You are the only person who has said anything about these groundwork and grappling applications being on any comparable level to any grappling style. The rest of us have explained them as they were explained to us, in Karate/TSD/TKD as simple applications for groundwork. Not understanding that simple concept of forms and how they relate to applications, you can hardly say you know what karate is. You know the poor experience you had.

When students from unrelated TMAS and Schools all over the world, are telling you there are groundwork applications in forms, that we have all been taught these things and you're denying it simply because of your singular experience at a poor school, its simply misinformed and ignorant.
 
Last edited:
are we saying that the demonstrated Kata is commonly known to be a ground kata? This is commonly accepted among those doing the kata in question? Are we still talking about shotokan here or is this kata from another form of karate?

I'm sure I could find some footwork common to what I know in the filipino martial arts in say salsa dancing or the tango or some other dance. But that doesn't mean weapons footwork was concealed in the dance all along. Or who knows maybe long ago one of those dances came from a fencing art? But if that knowledge was lost generations ago and there's no proof, what's the point?

I'm not sure if shotokan grappling is more common than I realized and has been there all along and all competent shotokan practitioners know this, or if my dancing scenario is what's going on and the grappling is a reconstruction of what may have been. as we've seen done with midevil sword arts and pankration which now exist as recreations of what may have been.
 
are we saying that the demonstrated Kata is commonly known to be a ground kata? This is commonly accepted among those doing the kata in question? Are we still talking about shotokan here or is this kata from another form of karate?

I'm sure I could find some footwork common to what I know in the filipino martial arts in say salsa dancing or the tango or some other dance. But that doesn't mean weapons footwork was concealed in the dance all along. Or who knows maybe long ago one of those dances came from a fencing art? But if that knowledge was lost generations ago and there's no proof, what's the point?

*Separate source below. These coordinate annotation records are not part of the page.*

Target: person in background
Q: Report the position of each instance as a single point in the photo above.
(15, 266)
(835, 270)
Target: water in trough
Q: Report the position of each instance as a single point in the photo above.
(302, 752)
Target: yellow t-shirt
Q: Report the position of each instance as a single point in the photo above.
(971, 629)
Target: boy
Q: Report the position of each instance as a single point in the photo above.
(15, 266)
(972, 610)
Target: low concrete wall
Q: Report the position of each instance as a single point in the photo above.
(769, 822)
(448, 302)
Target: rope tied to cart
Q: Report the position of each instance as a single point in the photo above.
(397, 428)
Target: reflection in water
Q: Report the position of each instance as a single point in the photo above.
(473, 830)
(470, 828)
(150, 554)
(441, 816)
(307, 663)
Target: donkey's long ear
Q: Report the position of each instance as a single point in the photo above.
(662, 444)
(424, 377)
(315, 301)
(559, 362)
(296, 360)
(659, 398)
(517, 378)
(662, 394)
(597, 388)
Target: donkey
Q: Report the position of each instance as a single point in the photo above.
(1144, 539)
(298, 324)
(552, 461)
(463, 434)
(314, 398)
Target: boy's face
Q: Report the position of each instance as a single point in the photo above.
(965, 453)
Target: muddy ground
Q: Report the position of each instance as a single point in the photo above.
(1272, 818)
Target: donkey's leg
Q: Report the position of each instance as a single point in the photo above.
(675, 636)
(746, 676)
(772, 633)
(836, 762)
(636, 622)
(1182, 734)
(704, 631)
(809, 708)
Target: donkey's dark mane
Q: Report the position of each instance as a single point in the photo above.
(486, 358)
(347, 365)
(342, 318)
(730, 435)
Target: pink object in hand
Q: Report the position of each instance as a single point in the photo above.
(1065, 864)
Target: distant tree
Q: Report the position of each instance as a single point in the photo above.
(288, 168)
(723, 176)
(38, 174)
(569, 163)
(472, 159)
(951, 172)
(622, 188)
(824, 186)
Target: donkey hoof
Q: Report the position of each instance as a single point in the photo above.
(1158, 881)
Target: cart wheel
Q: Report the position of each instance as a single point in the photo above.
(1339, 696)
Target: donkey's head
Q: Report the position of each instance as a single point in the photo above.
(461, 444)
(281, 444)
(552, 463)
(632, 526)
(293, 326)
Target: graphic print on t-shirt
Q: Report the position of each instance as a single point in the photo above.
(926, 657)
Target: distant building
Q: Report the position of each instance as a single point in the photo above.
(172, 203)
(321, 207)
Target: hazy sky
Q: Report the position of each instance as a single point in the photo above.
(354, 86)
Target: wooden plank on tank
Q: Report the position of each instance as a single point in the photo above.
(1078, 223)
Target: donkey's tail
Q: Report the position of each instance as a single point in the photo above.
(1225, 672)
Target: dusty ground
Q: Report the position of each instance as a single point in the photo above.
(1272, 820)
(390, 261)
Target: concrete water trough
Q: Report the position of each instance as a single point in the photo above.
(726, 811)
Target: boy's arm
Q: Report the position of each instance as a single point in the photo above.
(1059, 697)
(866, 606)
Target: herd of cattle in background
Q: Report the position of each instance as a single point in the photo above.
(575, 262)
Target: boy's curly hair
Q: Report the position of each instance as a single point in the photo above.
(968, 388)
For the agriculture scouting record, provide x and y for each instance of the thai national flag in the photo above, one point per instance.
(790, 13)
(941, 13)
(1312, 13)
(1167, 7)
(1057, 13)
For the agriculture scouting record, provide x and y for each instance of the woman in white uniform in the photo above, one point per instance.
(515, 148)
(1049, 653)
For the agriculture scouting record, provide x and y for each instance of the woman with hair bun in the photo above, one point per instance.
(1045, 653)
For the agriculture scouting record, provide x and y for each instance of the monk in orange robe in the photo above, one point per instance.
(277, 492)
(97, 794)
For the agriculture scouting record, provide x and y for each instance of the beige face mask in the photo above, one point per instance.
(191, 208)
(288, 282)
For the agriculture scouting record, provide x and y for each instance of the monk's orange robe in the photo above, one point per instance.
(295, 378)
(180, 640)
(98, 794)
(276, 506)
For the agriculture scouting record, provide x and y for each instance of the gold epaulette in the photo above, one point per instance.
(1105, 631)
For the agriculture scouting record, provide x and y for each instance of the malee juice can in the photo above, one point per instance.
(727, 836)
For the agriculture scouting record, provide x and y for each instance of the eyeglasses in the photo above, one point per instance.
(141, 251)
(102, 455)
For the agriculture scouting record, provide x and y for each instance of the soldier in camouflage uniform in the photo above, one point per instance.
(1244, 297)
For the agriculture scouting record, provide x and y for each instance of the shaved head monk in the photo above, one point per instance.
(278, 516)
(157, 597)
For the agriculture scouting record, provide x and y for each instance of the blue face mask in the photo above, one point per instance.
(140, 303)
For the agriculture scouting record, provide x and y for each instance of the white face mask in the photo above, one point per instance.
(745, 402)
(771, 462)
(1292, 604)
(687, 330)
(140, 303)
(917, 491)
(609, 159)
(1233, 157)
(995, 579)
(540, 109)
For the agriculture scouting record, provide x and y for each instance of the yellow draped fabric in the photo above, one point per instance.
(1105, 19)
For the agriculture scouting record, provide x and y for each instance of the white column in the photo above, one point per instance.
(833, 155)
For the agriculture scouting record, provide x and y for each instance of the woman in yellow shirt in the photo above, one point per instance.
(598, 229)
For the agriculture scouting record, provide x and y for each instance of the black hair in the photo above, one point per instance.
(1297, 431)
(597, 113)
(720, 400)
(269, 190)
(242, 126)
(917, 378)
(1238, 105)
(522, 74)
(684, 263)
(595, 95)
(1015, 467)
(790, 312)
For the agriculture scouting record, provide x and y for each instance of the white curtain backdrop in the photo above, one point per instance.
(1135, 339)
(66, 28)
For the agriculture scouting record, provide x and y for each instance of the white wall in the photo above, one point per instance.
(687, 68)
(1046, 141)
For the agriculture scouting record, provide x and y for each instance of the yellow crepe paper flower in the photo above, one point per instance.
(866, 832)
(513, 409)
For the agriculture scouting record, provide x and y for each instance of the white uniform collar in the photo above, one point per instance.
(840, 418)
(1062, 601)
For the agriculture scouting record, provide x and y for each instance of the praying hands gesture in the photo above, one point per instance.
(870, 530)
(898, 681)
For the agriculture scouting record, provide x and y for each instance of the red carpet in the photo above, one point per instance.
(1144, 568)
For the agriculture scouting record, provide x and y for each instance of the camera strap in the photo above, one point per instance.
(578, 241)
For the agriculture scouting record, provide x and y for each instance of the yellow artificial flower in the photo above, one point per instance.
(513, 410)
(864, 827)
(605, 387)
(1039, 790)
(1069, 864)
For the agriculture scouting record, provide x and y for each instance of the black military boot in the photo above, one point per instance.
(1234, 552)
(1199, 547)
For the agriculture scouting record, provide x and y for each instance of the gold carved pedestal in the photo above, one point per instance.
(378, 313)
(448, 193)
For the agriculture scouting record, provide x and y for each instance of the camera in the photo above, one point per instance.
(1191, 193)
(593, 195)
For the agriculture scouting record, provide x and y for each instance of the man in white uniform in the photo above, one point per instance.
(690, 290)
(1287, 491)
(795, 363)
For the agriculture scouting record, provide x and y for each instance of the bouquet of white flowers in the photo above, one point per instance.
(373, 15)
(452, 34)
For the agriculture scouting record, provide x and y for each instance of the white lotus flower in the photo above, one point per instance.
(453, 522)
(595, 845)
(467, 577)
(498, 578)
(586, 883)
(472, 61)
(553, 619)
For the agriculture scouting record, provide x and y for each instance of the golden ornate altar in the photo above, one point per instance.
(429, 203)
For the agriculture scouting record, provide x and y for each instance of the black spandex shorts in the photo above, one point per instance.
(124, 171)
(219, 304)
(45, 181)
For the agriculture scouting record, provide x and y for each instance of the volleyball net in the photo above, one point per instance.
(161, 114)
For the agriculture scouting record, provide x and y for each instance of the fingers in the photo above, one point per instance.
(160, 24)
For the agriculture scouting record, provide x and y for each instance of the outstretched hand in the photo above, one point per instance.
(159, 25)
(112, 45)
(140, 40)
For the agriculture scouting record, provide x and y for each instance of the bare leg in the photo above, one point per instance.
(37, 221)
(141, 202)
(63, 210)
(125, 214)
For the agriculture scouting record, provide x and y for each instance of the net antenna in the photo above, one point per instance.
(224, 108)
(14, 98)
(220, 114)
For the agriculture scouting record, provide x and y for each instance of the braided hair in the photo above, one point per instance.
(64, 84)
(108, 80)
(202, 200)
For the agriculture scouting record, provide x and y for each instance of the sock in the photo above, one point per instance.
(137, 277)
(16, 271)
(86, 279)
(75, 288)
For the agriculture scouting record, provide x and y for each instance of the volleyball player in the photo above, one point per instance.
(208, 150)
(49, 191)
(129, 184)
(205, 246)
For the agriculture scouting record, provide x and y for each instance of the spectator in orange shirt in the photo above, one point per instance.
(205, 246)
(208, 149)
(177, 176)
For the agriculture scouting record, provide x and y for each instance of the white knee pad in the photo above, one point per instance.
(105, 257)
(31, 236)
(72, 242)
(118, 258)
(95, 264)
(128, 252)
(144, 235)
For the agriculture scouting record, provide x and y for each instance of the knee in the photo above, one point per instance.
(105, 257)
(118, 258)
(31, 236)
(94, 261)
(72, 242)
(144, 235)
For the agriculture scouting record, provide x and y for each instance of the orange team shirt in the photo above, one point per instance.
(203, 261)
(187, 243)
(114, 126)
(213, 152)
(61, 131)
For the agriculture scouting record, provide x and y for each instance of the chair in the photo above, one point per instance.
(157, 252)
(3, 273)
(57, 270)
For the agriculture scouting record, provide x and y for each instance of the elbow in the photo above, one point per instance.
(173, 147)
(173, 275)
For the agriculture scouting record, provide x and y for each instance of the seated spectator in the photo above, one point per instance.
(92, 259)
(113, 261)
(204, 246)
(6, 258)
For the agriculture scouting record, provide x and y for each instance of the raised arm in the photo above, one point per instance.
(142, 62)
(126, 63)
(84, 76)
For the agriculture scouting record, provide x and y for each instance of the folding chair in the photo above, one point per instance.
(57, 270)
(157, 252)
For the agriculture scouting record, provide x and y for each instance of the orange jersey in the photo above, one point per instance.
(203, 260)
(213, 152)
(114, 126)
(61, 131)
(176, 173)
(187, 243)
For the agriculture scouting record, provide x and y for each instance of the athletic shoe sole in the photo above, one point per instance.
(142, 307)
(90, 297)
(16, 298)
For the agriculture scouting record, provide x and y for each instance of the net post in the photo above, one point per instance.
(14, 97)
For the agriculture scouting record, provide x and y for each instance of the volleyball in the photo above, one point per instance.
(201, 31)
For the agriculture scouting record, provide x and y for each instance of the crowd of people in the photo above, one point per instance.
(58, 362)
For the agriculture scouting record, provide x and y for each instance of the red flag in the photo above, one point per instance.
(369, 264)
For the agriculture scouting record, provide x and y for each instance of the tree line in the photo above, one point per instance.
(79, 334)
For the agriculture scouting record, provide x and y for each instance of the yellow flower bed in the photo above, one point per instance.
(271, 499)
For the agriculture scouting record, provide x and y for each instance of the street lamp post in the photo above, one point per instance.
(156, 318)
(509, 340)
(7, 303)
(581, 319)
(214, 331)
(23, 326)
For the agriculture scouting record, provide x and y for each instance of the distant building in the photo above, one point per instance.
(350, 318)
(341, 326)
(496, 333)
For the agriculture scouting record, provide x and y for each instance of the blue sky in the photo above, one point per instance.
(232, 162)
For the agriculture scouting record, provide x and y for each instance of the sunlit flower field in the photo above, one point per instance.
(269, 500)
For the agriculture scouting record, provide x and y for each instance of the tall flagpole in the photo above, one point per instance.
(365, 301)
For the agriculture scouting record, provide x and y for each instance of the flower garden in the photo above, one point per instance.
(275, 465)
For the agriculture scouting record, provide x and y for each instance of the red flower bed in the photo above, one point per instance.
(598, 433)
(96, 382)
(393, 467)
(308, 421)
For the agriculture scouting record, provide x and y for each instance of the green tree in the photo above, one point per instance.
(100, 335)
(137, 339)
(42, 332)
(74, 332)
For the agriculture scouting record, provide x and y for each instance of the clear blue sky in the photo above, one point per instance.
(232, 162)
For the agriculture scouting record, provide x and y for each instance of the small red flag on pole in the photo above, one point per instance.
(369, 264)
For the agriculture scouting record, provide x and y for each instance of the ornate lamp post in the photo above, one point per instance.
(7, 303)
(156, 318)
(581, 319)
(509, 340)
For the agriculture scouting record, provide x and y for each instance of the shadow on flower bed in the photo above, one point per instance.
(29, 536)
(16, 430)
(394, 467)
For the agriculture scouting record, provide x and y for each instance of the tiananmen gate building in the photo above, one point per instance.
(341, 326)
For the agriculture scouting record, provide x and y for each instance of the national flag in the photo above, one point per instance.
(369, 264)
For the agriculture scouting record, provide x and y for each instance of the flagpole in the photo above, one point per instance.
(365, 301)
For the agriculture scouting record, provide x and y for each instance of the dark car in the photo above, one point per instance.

I'm not sure if shotokan grappling is more common than I realized and has been there all along and all competent shotokan practitioners know this, or if my dancing scenario is what's going on and the grappling is a reconstruction of what may have been. as we've seen done with midevil sword arts and pankration which now exist as recreations of what may have been.

We're saying the same thing we've been the whole time. Kata has some ground applications, not just shotokan but across TMA's, many people here have concurred. It's always been taught that way at my school, other posters here have said their experiences were similar in that when part of a kata can be applied to groundwork, it is. Someone posted a link to a book where early founders were discussing grappling in Karate. Im sure some schools are just analyzing and may be "reconstructing" as you put it, but for many of us it was part of day one of our training, of our instructors, and of their instructors.

By the number of folks here who have said there are groundwork applications in their forms, I wouldn't call it rare.
 
We're saying the same thing we've been the whole time. Kata has some ground applications, not just shotokan but across TMA's, many people here have concurred. It's always been taught that way at my school, other posters here have said their experiences were similar in that when part of a kata can be applied to groundwork, it is. Someone posted a link to a book where early founders were discussing grappling in Karate. Im sure some schools are just analyzing and may be "reconstructing" as you put it, but for many of us it was part of day one of our training, of our instructors, and of their instructors.

By the number of folks here who have said there are groundwork applications in their forms, I wouldn't call it rare.
Cool, if you say so. I trained TSD in a limited capacity and learned a few forms but nothing ever touched on ground fighting but I'm not gonna say that reflects what everybody else does or knows.